The Blog | BT Business Direct - Part 108

People management: What does it take to become a top IT manager?

While most posts on this blog will concentrate on the ‘IT’ part of ‘IT Manager’, we have to remember that IT Managers are just that – managers. Beyond their IT stack, they often have people to manage too. People are far more complicated to manage than machines, so we thought this little guide might come in handy. Whether you’re looking for new ways to motivate your team or just refresh some of your management skills, the following list highlights and describes some of the more important qualities of an IT manager and how to achieve them.

  • Communication Skills.
    • Be open and easy to talk to. You want to be approachable by your team so that you’re kept in the loop on any issues or problems that may arise.  Leave your door open (physically and/or metaphorically)
    • One of your key responsibilities in management is communicating about new initiatives and strategy changes. The worst thing you can do is surprise your staff members with a fully formed idea about a new way to do something that will drastically alter their day-to-day work. When you spring it on them, people will naturally be defensive and sceptical. Whenever possible, give people an informal heads-up that a change is coming and let them know some of the reasoning involved.
    • Listen more than you talk. Don’t be too proud to ask for advice. Explore ideas with other people and learn from your team. Ask for feedback.
  • Prioritise:
    • Stop and think before you start a new project. Identify the important tasks and tackle them in the appropriate order.
  • Believe in your team:
    • Get to know their strengths and weaknesses. This will help you bring their skills to a higher level and improve on their weaknesses.
    • Have confidence in your staff. One of the best things you can do is to let your employees know that you trust them and that you have faith in their ability to do the job, solve the problem, and/or meet the deadline.
    • Take responsibility for the performance of your team
  • Delegate tasks actively
    • Teach your team how to complete the tasks that are given and trust them to carry these tasks out without constantly checking in.

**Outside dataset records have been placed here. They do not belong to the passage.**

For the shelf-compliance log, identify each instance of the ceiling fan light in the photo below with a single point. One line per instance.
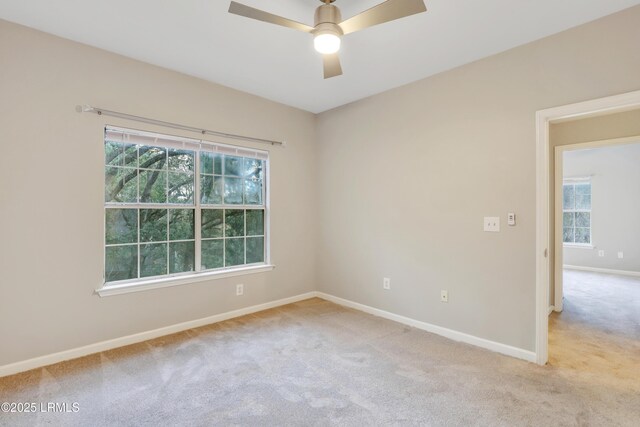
(326, 43)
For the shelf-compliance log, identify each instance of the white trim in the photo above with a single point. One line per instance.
(75, 353)
(50, 359)
(438, 330)
(578, 246)
(617, 103)
(165, 282)
(602, 270)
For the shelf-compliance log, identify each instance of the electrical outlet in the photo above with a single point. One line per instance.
(444, 296)
(492, 224)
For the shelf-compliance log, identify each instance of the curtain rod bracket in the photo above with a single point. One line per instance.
(101, 112)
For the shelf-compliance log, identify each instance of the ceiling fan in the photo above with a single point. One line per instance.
(329, 27)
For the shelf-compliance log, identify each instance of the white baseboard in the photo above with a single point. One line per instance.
(602, 270)
(50, 359)
(75, 353)
(508, 350)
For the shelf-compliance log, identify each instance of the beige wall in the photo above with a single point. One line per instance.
(598, 128)
(408, 175)
(615, 205)
(51, 192)
(396, 186)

  • Share your goals and expectations
    • Do this with your team so that they have an opportunity to work towards them. Create a culture of performance by setting aggressive goals and holding your employees accountable for regularly reporting on their progress. However, the goals shouldn’t be so aggressive that your employees quickly fall behind and feel like they can never realistically achieve them. This might cause them to quit stretching to reach the goals.